İtirazlardan birisi salt akla dayanarak ileri sürülmektedir. Bu itirazı dillendirenler “Hz. Hatice validemizin ticaretini emanet ettiği, sürekli alış-veriş yapan, yerine göre borç sözleşmesi akdeden bir kişi nasıl olur da okuma-yazma bilmez! ”demektedirler. Süregelen tecrübe ile sabittir ki günümüzde bile mütemmem bir okur-yazar olmadığı halde kendi adını-soyadını ve bazı basit sözcükleri -bozuk şekilli olsa da- okuyup yazabilen, rakamları yazıp okuyabilen kimseler mevcuttur. Bunların yazıp okumaları mütekâmil bir okur-yazarlık olmamasına rağmen işlerini görecek kadar okuma-yazma bildikleri vakıadır.
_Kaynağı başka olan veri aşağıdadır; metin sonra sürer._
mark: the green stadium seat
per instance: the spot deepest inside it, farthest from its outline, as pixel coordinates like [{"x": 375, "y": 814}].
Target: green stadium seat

Resulullah’ın hayatındaki en küçük ayrıntının, hatta aile hayatındaki bir kısım tafsilatın bile nakledildiği hadis külliyatında, O’nun okuma-yazma öğrenip öğrenmediği, öğrendi ise, kimden /hangi sahabeden ne kadar sürede öğrendiği, ne zaman öğrendiği vb hususlarda bir rivayet olmadığı hususu iyi düşünülmelidir. Bu konu değerlendirilirken, vahiy kâtiplerinin sayısı, isimleri, vahyi nasıl kaydettikleri, daha da önemlisi, İslami davet başladığında Mekke toplumunda toplam 17/19 kişinin okur-yazar olduğu ve isimleri dahi bize kadar ulaşmışken Peygamberimizin okuma-yazmayı kimden öğrendiğine dair bir malumat olmaması mutlaka nazarı dikkate alınmalıdır.
Ezcümle; Hz. Nebi(sav)’nin Mekke döneminde okuma yazma bilmediği çok sağlam delillere müstenit olduğu için şahsi düşüncem bu yönde. Ankebut suresinin 48. ayeti kerimesi ( Bundan önce ne bir kitap okuyabiliyor ne de elinle yazabiliyor değildin. Şayet böyle olsaydı Batıl’a sapanlar bundan şüpheye düşerlerdi, başkalarını da düşürürlerdi) de bunu teyit etmektedir. Hüdeybiye Muahedesindeki bazı rivayetleri bize aktaran Bera b. A’zip (r.anha) hadisindeki farklılıkları da hesaba kattığımız zaman, en azından, sürekli vahiyle, onun yazdırılması işiyle meşgul olan Resulullah’ın sonradan kendine yetecek kadar kifayette okuma –yazma öğrendiğini fakat bugünkü okur-yazar kavramından farklı olduğunu -okuma-yazmanın çok basit bir seviyede olduğuna işaret eden rivayatı unutmamak kaydıyla - söylemek mümkün olabilir. İşin hakikatini Allah bilir .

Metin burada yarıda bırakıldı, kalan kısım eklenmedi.